Questions: Type I and Type II Error Trade-offs in Decision Making
5 questions to test your understanding
Score: 0 / 5
Question 1 Multiple Choice
Designers of a cancer screening test want to minimize the risk of telling a sick patient they are healthy. To achieve this, they lower the detection threshold — making it easier to flag a positive result. What is the trade-off?
AFewer false negatives, but no change in false positives since the threshold only affects one direction
BFewer false negatives (Type II errors), but more false positives (Type I errors) — more healthy people will be incorrectly flagged
CFewer false positives and fewer false negatives simultaneously — a lower threshold always improves both
DHigher statistical power with no increase in Type I error rate
Lowering the detection threshold (effectively raising α) reduces the chance of missing a real case (Type II error / false negative) but simultaneously increases the chance of flagging a healthy person as potentially sick (Type I error / false positive). The two error types are inversely related through the threshold: moving the threshold in either direction reduces one error while increasing the other. The only way to reduce both simultaneously is to increase sample size or test accuracy, not to adjust the threshold.
Question 2 Multiple Choice
A psychology study with 25 participants finds p = .11 and concludes 'no effect was found.' A replication with 250 participants on the same question finds p = .02. What is the most likely explanation?

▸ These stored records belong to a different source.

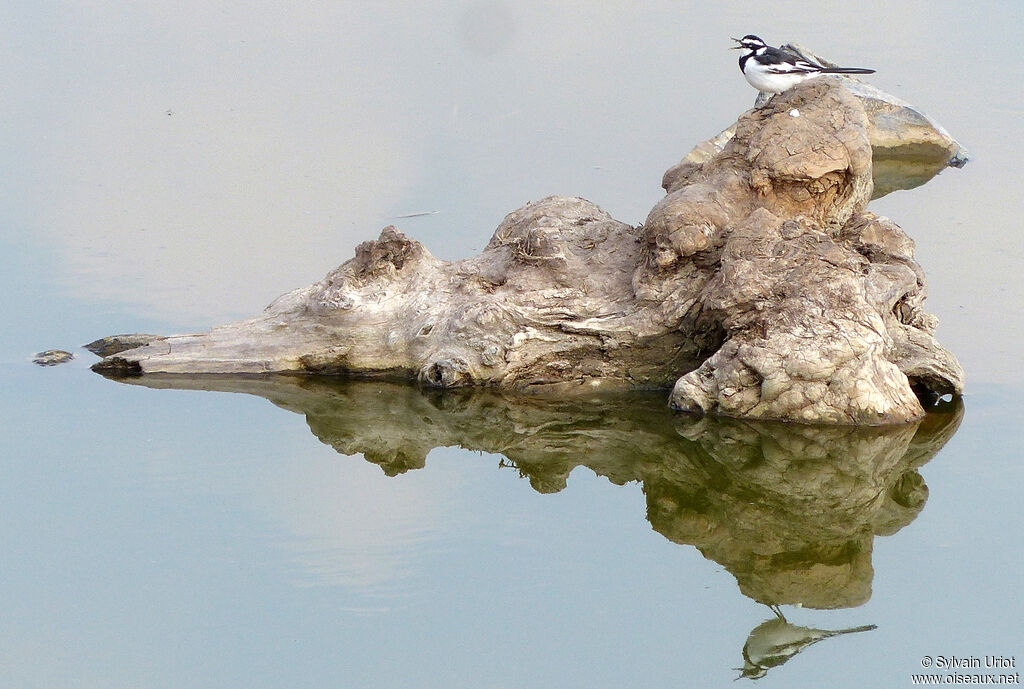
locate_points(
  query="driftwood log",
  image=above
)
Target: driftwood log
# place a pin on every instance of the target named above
(759, 287)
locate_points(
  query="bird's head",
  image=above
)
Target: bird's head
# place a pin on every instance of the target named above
(749, 42)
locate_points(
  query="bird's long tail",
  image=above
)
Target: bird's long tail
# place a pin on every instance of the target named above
(846, 70)
(854, 630)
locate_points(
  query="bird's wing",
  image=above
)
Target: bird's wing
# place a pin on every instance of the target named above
(782, 61)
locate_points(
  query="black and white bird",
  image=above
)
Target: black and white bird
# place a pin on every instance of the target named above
(773, 642)
(775, 70)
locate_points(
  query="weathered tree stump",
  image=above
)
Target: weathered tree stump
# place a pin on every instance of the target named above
(759, 287)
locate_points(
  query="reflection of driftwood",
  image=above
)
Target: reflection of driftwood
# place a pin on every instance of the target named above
(792, 511)
(759, 287)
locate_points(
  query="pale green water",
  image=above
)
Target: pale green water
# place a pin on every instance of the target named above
(182, 539)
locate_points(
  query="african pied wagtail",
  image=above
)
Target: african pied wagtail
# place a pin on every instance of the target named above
(775, 70)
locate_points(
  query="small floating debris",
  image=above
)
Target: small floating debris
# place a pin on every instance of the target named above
(52, 357)
(416, 214)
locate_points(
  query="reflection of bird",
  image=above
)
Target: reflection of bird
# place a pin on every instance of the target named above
(773, 642)
(775, 70)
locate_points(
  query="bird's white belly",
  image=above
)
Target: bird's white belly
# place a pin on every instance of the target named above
(774, 83)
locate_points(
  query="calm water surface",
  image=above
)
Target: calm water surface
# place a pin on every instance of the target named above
(173, 166)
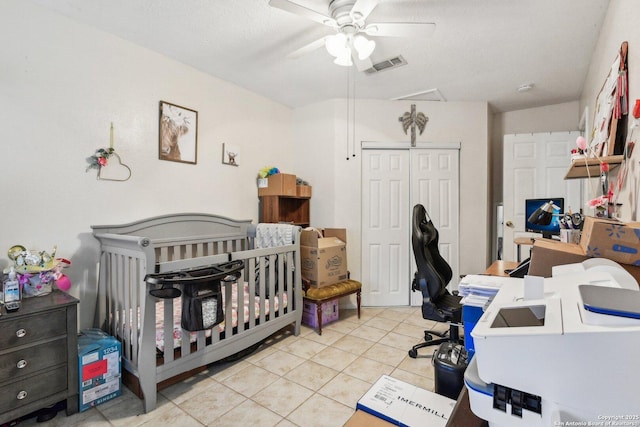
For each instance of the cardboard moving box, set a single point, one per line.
(404, 404)
(99, 366)
(547, 253)
(617, 241)
(324, 256)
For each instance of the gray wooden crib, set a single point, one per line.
(174, 242)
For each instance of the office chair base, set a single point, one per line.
(452, 335)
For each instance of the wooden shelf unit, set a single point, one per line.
(291, 209)
(580, 167)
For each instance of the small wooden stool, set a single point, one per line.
(319, 296)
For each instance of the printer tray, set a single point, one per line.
(612, 301)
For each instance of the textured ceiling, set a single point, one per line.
(481, 50)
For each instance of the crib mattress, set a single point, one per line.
(177, 310)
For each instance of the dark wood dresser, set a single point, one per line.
(39, 356)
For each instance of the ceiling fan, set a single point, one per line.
(348, 18)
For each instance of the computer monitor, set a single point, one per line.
(531, 205)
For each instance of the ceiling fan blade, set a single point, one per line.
(361, 64)
(307, 48)
(297, 9)
(362, 8)
(400, 29)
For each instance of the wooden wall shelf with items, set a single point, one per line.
(282, 200)
(291, 209)
(581, 168)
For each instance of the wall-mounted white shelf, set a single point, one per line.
(580, 167)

AThe smaller study used a flawed measure that the larger study corrected
BThe larger study is probably a false positive — more participants increases the Type I error rate
CThe smaller study was underpowered — too few participants to reliably detect a real effect — making its null result likely a Type II error
DEffect sizes are always smaller in small samples and larger in large samples, making the comparison invalid
Underpowered studies miss real effects not because the effect isn't there, but because small samples produce high variance, making it hard to distinguish a real signal from noise. A null result from a study with 25 participants and a small-to-medium effect size tells you almost nothing — the probability of detecting the effect even if it existed (the power) may have been only 20-30%. The replication with 250 participants had enough power to detect the effect. This is why 'absence of evidence is not evidence of absence' in underpowered studies.
Question 3 True / False
A null result (p > .05) from an adequately powered study — one designed with enough participants to detect a plausible effect — provides meaningful evidence that the true effect is small or absent.
TTrue
FFalse
Answer: True
When a study is adequately powered, it could have detected a real effect if one existed. In that case, failing to find significance is genuinely informative: it suggests the effect is either absent or smaller than the minimum detectable size. This is 'evidence of absence' — a meaningful finding, not a non-result. The problem arises only with underpowered studies, where a null result is nearly uninterpretable because the study couldn't have detected the effect anyway.
Question 4 True / False
The conventional α = .05 threshold optimally balances Type I and Type II error risks for most research contexts.
TTrue
FFalse
Answer: False
α = .05 is a historical convention, not a principled optimum. The correct α depends on the relative costs of the two error types in the specific research context. A cancer screening test may warrant α = .10 or higher to minimize missed cases. A study justifying a costly new policy may warrant α = .01 to minimize false positives. A preliminary exploratory study may tolerate α = .10. The costs of false positives and false negatives vary enormously by domain, and α should reflect those costs — not default to a universal convention.
Question 5 Short Answer
Why is 'absence of evidence is not evidence of absence' particularly important when interpreting a null result from a small study?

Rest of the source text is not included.